I moved interstate to study medicine, away from family and friends. Part way through first year, I developed chronic pain which was eventually diagnosed as endometriosis. I thought I was coping with juggling med school, living in a foreign city, and managing multiple medical appointments for a new diagnosis of a chronic disease. I ignored the signs of depression for a long time. I didn’t tell my friends or family. I kept smiling and laughing, but I felt as though my world had been white-washed; the details that used to make life beautiful were now cloudy, indistinct. It wasn’t until I found myself staring out the window, numb and watching a bird in a tree thinking, “what’s the point?” that I realised I needed help. After some hard work and medication, I became well again and was able to find joy in the world around me once more. Naively, I thought that was it and didn’t continue to actively manage my mental health. After all, life was good now. However, mental illness returned again during third year in the form of anxiety. Again, I didn’t pay mindful attention to my emotional state and dismissed my lability as “just stress”. It wasn’t until I burst into tears in the car because I couldn’t bear the thought of going into hospital that I realised I had been having panic attacks. I was catastrophising about the state of my physical health, and my worthiness in the face of barrier exams. I was paralysed with fear that I would not be good enough as a doctor, then I felt incredibly guilty about feeling this way. It was a horrible cycle of unhelpful thinking. This time, I invested in my wellbeing and got a mental health care plan with my GP.

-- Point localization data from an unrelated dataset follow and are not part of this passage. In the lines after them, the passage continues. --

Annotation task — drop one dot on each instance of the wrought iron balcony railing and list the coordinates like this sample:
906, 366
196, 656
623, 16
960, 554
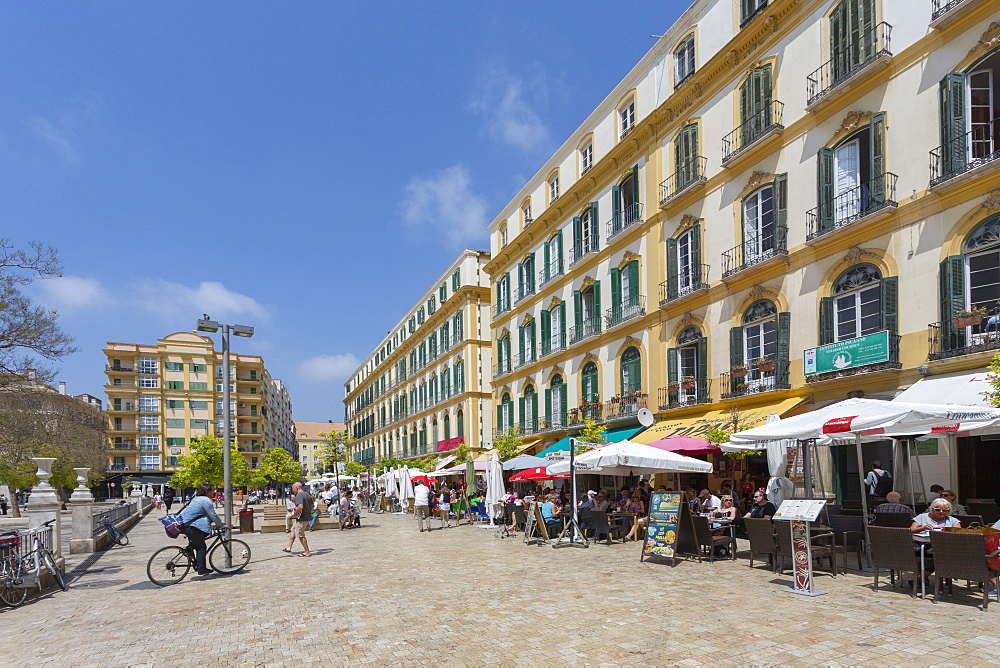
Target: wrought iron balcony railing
628, 309
691, 172
755, 250
852, 205
755, 128
975, 148
684, 284
632, 215
866, 48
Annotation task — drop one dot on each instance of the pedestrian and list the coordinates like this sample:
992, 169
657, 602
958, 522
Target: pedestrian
196, 517
303, 513
421, 505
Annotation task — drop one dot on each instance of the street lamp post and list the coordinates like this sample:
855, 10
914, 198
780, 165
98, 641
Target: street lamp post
208, 325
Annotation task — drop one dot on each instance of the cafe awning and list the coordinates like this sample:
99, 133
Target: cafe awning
611, 435
699, 426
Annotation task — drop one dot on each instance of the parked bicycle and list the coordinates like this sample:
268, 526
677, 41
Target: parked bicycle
170, 565
17, 573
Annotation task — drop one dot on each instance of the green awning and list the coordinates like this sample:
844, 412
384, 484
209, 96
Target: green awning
612, 435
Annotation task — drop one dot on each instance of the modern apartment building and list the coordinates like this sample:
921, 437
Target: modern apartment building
785, 203
162, 396
425, 387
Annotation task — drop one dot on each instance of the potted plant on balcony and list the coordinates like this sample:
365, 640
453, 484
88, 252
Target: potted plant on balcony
968, 317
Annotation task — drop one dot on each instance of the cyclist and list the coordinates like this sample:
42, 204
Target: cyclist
196, 517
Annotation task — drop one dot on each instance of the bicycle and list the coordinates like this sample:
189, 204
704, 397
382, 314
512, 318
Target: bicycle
169, 565
15, 576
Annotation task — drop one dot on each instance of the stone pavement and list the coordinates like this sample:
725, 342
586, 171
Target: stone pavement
388, 595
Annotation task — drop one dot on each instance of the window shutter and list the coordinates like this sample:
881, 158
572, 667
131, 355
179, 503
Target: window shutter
952, 299
673, 269
876, 135
826, 312
952, 98
784, 335
890, 304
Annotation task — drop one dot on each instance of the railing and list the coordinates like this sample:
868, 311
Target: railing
754, 128
590, 245
590, 327
696, 279
973, 149
847, 62
755, 250
632, 215
691, 172
628, 309
852, 205
685, 394
755, 381
965, 336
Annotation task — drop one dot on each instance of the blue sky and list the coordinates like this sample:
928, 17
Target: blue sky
306, 168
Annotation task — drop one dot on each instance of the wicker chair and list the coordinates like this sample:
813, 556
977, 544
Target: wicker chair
761, 535
961, 556
892, 548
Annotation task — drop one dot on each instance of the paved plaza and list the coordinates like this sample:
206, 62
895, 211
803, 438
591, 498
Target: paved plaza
387, 594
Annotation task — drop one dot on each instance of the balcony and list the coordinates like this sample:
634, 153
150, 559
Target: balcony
976, 148
864, 201
684, 285
590, 327
590, 245
688, 177
679, 395
632, 215
764, 124
836, 76
628, 309
755, 381
754, 251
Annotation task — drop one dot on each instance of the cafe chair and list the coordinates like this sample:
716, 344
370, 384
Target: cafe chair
819, 551
709, 538
961, 556
892, 548
761, 535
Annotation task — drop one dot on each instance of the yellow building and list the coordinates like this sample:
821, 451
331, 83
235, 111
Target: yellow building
162, 396
785, 203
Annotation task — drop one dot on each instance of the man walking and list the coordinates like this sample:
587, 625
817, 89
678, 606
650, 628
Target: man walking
421, 505
303, 513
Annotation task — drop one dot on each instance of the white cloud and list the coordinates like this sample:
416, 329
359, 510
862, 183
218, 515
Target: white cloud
445, 202
507, 104
69, 293
175, 302
328, 367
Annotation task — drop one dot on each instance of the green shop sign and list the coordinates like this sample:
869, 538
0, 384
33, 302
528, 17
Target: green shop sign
870, 349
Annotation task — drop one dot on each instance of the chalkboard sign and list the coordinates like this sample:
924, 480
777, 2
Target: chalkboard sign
669, 528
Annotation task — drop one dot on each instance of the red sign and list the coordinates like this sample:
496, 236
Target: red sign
838, 425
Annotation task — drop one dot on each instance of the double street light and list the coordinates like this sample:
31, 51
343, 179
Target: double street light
205, 324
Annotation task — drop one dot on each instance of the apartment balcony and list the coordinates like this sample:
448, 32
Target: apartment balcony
689, 177
753, 380
689, 393
869, 51
754, 131
632, 215
683, 285
628, 309
755, 251
590, 327
588, 246
861, 203
967, 153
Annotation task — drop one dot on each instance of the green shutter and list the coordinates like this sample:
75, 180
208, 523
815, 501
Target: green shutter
952, 99
826, 311
673, 269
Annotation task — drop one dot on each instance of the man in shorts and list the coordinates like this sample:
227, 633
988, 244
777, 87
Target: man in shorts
303, 513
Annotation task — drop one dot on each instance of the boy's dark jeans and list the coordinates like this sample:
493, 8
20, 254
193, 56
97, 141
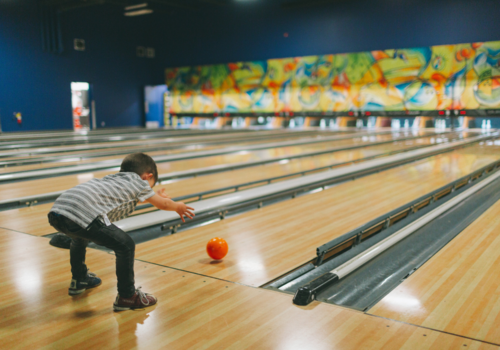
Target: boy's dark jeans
108, 236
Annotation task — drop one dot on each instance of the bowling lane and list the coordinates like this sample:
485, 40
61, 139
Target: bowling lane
33, 220
27, 188
193, 312
268, 242
457, 290
73, 158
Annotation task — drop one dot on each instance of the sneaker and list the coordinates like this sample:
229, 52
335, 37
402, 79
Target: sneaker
60, 241
78, 287
139, 300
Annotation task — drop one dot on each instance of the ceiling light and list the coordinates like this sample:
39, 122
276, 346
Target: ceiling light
138, 13
133, 7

Whilst it’s a continuous process, I feel I have finally reached a place where I am honest about and comfortable with my mental health. This acceptance has brought me an enormous amount of peace. It’s okay to not be okay. We’re only human, and we cannot hope to care for our patients if we cannot first care for ourselves. The ability to be vulnerable is a strength, not a weakness; we shouldn’t try to protect against feeling, but instead allow ourselves to feel openly in order to lead a more adaptive and authentic life.